Re: [PATCH] nvme: Change our APST table to be no more aggressive than Intel RSTe

From: Andy Lutomirski
Date: Thu May 18 2017 - 21:14:22 EST


On Thu, May 11, 2017 at 9:06 PM, Andy Lutomirski <luto@xxxxxxxxxx> wrote:
> It seems like RSTe is much more conservative with transition timing
> that we are. According to Mario, RSTe programs APST to transition from
> active states to the first idle state after 60ms and, thereafter, to
> 1000 * the exit latency of the target state.
>

I pondered this a bit, and I want to NAK my own patch. This patch
stinks -- there's mounting evidence that what it really does is to
make any problems show up more rarely. If a system is broken, I want
it to be obviously broken.

Here are two options to move forward:

a) Leave the Dell quirk in place until someone from Dell or Samsung
figures out what's actually going on. Add a blanket quirk turning off
the deepest sleep state on all Intel devices [1] at least until
someone from Intel figures out what's going on -- Hi, Keith!

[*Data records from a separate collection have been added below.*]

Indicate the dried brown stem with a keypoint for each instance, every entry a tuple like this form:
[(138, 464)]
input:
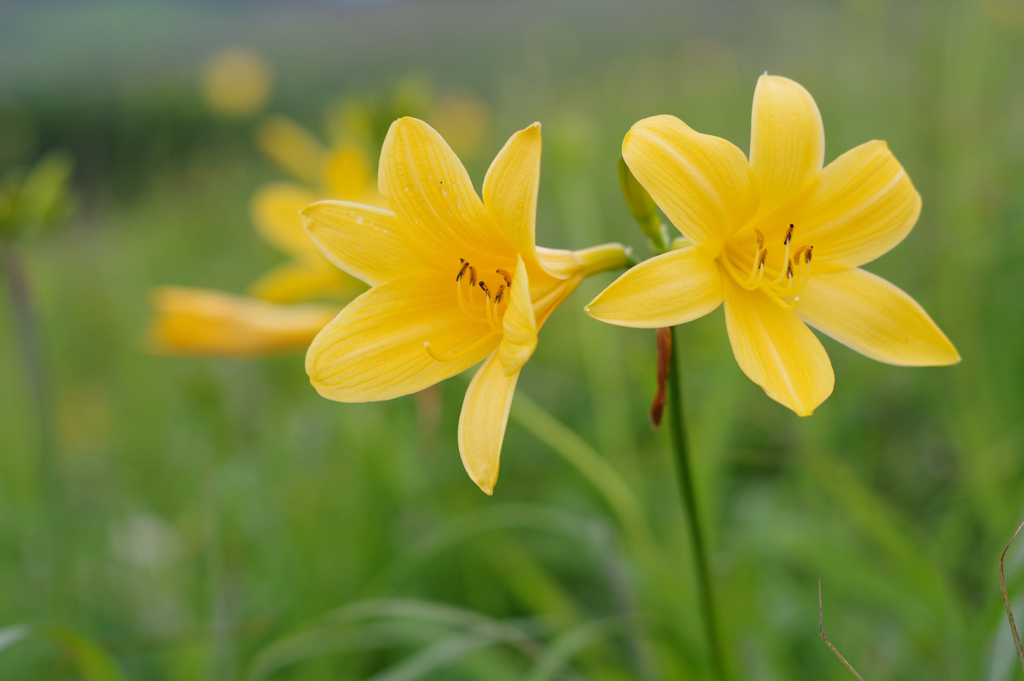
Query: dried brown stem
[(1006, 600), (664, 357), (821, 629)]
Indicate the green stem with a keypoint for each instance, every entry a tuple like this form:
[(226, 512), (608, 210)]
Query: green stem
[(686, 490), (49, 544)]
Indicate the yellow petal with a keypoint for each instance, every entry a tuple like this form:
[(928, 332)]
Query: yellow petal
[(510, 189), (776, 350), (876, 318), (374, 348), (366, 242), (481, 425), (863, 205), (787, 140), (303, 280), (670, 289), (519, 324), (291, 146), (274, 209), (426, 185), (199, 322), (702, 183), (346, 173)]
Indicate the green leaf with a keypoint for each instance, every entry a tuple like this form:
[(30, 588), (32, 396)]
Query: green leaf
[(90, 660)]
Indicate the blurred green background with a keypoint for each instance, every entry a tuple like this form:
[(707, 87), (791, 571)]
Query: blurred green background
[(217, 519)]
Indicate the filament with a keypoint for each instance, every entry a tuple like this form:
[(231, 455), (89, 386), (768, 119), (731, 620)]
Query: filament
[(458, 355)]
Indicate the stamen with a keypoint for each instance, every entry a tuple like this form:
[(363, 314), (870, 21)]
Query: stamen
[(457, 355), (785, 258), (463, 305), (757, 261), (761, 269)]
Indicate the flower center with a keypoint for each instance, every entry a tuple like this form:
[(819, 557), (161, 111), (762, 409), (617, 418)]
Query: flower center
[(791, 277), (481, 302)]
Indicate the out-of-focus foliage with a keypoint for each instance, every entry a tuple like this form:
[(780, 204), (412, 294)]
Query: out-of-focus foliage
[(218, 519), (33, 199)]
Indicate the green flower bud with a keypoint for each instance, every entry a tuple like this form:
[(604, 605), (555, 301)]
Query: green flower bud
[(643, 209)]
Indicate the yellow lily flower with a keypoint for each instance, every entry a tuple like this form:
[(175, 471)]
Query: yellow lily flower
[(201, 322), (754, 226), (341, 172), (456, 281)]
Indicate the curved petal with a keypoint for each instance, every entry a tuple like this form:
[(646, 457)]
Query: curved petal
[(776, 350), (303, 280), (519, 324), (862, 205), (274, 210), (200, 322), (291, 146), (374, 349), (481, 425), (366, 242), (876, 318), (704, 183), (670, 289), (787, 139), (346, 173), (430, 192), (510, 189)]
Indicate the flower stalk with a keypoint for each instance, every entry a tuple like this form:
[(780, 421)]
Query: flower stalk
[(670, 371), (684, 476)]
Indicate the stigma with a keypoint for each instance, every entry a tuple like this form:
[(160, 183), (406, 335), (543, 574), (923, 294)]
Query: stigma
[(481, 302), (793, 274)]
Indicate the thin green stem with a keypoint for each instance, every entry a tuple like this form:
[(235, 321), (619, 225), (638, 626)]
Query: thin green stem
[(48, 544), (686, 491)]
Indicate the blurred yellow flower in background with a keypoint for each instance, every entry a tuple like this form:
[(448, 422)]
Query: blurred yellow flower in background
[(463, 121), (237, 83), (754, 226), (339, 172), (202, 322), (456, 281)]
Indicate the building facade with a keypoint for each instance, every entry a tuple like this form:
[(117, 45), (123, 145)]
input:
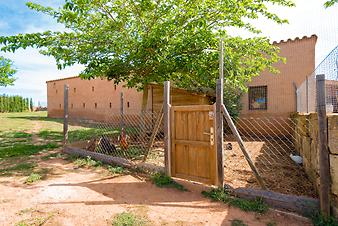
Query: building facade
[(268, 94)]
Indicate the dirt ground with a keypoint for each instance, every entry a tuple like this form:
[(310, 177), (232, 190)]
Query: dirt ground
[(273, 163), (76, 196)]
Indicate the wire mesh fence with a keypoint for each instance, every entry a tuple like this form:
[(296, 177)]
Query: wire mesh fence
[(135, 137), (306, 92), (272, 143)]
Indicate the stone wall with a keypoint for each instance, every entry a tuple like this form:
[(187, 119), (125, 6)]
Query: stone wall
[(306, 143)]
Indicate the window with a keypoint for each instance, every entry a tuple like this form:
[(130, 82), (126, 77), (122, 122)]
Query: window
[(258, 98)]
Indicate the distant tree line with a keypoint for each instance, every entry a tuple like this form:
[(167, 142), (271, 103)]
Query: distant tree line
[(15, 104)]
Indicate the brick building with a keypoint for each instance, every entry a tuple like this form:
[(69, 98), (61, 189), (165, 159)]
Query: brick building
[(268, 94)]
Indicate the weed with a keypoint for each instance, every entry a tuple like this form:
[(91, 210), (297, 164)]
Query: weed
[(24, 150), (115, 169), (51, 156), (88, 162), (237, 222), (32, 178), (271, 223), (128, 219), (162, 180), (23, 168), (219, 194), (320, 220)]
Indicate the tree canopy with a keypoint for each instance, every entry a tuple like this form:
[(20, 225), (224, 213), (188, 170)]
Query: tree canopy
[(6, 72), (143, 41)]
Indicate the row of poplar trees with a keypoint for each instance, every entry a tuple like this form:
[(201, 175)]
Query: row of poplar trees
[(15, 104)]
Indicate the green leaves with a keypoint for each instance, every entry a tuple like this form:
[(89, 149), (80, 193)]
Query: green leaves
[(143, 41), (6, 72), (330, 3)]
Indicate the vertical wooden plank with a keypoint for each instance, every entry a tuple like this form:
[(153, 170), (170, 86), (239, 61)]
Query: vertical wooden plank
[(219, 132), (65, 114), (221, 59), (324, 169), (167, 141)]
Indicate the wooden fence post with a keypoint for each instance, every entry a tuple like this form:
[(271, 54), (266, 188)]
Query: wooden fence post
[(65, 114), (167, 131), (219, 132), (324, 165), (234, 130)]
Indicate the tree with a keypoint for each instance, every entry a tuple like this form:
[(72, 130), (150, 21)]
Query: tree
[(144, 41), (6, 72), (330, 3)]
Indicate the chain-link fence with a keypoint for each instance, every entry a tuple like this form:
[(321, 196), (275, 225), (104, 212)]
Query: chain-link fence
[(136, 137), (306, 92), (274, 146)]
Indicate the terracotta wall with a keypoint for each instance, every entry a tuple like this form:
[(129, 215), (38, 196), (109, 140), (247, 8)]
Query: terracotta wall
[(83, 94), (281, 93)]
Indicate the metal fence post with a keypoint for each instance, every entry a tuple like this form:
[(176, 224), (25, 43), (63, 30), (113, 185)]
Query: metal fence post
[(65, 114), (167, 131), (121, 112), (219, 132), (324, 165)]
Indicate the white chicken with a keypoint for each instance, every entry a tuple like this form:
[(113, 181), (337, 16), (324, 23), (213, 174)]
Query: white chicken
[(297, 159)]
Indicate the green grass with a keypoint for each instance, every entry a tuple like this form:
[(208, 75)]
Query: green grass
[(19, 150), (237, 222), (162, 180), (219, 194), (32, 178), (128, 219)]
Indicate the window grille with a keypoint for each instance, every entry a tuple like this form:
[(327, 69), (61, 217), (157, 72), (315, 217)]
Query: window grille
[(258, 98)]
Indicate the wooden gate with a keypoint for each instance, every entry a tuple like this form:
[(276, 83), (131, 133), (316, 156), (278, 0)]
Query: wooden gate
[(193, 149)]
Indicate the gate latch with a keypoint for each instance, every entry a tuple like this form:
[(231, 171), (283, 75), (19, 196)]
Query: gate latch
[(211, 134)]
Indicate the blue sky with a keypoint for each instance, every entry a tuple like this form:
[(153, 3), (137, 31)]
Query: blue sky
[(307, 18)]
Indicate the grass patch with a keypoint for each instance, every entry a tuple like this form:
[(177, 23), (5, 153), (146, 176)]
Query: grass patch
[(51, 135), (24, 150), (320, 220), (32, 178), (87, 162), (116, 169), (219, 194), (162, 180), (128, 219), (237, 222), (23, 168)]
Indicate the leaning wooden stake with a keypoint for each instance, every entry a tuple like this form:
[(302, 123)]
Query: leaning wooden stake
[(241, 145), (219, 132), (154, 133), (65, 115), (167, 131), (324, 168)]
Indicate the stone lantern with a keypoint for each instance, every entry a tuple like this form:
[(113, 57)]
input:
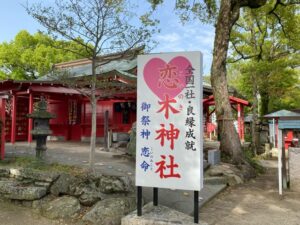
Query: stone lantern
[(41, 128)]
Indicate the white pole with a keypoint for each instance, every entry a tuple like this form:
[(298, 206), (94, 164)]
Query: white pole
[(279, 147)]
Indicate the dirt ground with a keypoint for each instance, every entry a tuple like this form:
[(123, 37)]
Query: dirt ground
[(255, 203), (11, 214)]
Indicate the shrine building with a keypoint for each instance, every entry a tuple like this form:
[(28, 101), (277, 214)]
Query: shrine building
[(73, 109)]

Deal
with any other problems as they're reported.

b) Turn off the deepest state across the board and add a whitelist.
Populate the whitelist a bit. The problem is that I don't even know
what to whitelist. My system works great, but does that mean that my
particular laptop is fine? My particular disk is certainly *not* fine
when installed in other laptops.

Ideas? (a) is a bit simpler to implement, I think, and may be good enough.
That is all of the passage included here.